Ubuntu 11.10 has taken the necessary step up updating from Gtk2 to Gtk3. Most of the system is noticeably slower then previous releases and requires a faster computer to run smoothly (does not mean you cannot run).

With your computer specs I would recommend that you run Ubuntu 10.10 (change the release on the dropbox Download Options) or running any Ubuntu alternatives with a lighter desktop environment, ie: xubuntu or lubuntu.

If you still think Ubuntu is the way and 11.10 is the release to go then you should be for sure using Unity2D instead of the default Unity3D.

There are some tweaks that you might do and get some very limited boost in performance, but those take more work than should and the difference in the end will barely be noticeable

  • 1
    He doesn't actually state he's using 11.10 though it's probably a reasonable assumption
    – Caesium
    Dec 14, 2011 at 23:51

Your computer is simply not very fast hardware-wise. You would be well advised to install Lubuntu, a less pretty but faster Ubuntu derivative for running on systems with limited resources. At the least, use Unity 2D. This will hog less resources. You can use Unity 2D at the login screen by clicking the gear icon and selecting "Unity 2D" before logging in. You can get Lubuntu by opening a terminal session and typing:

sudo apt-get install lubuntu-desktop


sudo apt-get install lubuntu-netbook

depending on your preference.


Try to use Unity 2D. This should run faster on your hardware. You can also try to update your graphics card driver.


Ubuntu is very slow. 1 GB of RAM is the minimum to have an acceptably performing system. I would suggest you to try Slackware or FreeBSD and you will see the light!
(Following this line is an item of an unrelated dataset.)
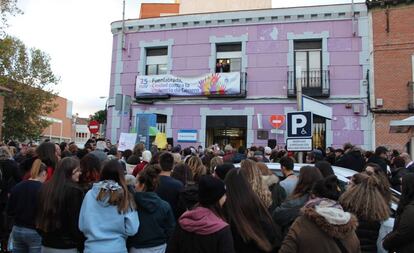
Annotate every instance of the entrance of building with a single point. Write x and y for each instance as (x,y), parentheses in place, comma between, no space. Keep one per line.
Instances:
(223,130)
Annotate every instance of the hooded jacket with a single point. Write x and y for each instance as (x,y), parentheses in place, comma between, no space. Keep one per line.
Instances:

  • Is Slackware or FreeBSD with GNOME 3 or KDE 4 Plasma Workspaces really faster than Ubuntu or Kubuntu? Jul 20, 2012 at 8:16

I use Ubuntu 11.10 with a laptop that I bought in 2004..it has a Intel Centrino single core 1.4 Ghz with 1.5 GB RAM and it runs much faster than XP (I doubt that I can even install Vista or 7)..so Ubuntu doesn't need so much hardware to run smooth.. at login, you can choose between Unity (Unity 3D, which uses hardware acceleration) and Unity 2D at your ease.. the only thing to check before is the video card:

  • Nvidia : use the proprietary driver and you should be able to run Unity 3D (I have a laptop with Nvidia 9600 GT and Unity 3D runs very smoothly);

  • Ati: you can try the newest Ati proprietary drivers and, if they work, you should be able to run Unity 3D; otherwise, use the opensource driver and you should be able to run Unity 2D smoothly (I installed Ubuntu on 2 laptops with Ati video cards, 4470 and 5470, and I used the opensource driver in both cases and they run Unity 2D smoothly; I installed it on an old PC with Ati video card and with the opensource driver it runs Unity 2D);

  • Intel: you must use the opensource driver and you probably should be able to use Unity 3D, although on mine I can't (on my old laptop with Intel i8xx video card, I can use Unity 2D smoothly, I can run Eclipse and develop on Android and so on; with previous versions of Ubuntu, I had many problems that were solved in 11.10; Iinstalled it on a netbook and it runs Unity 3D without problems).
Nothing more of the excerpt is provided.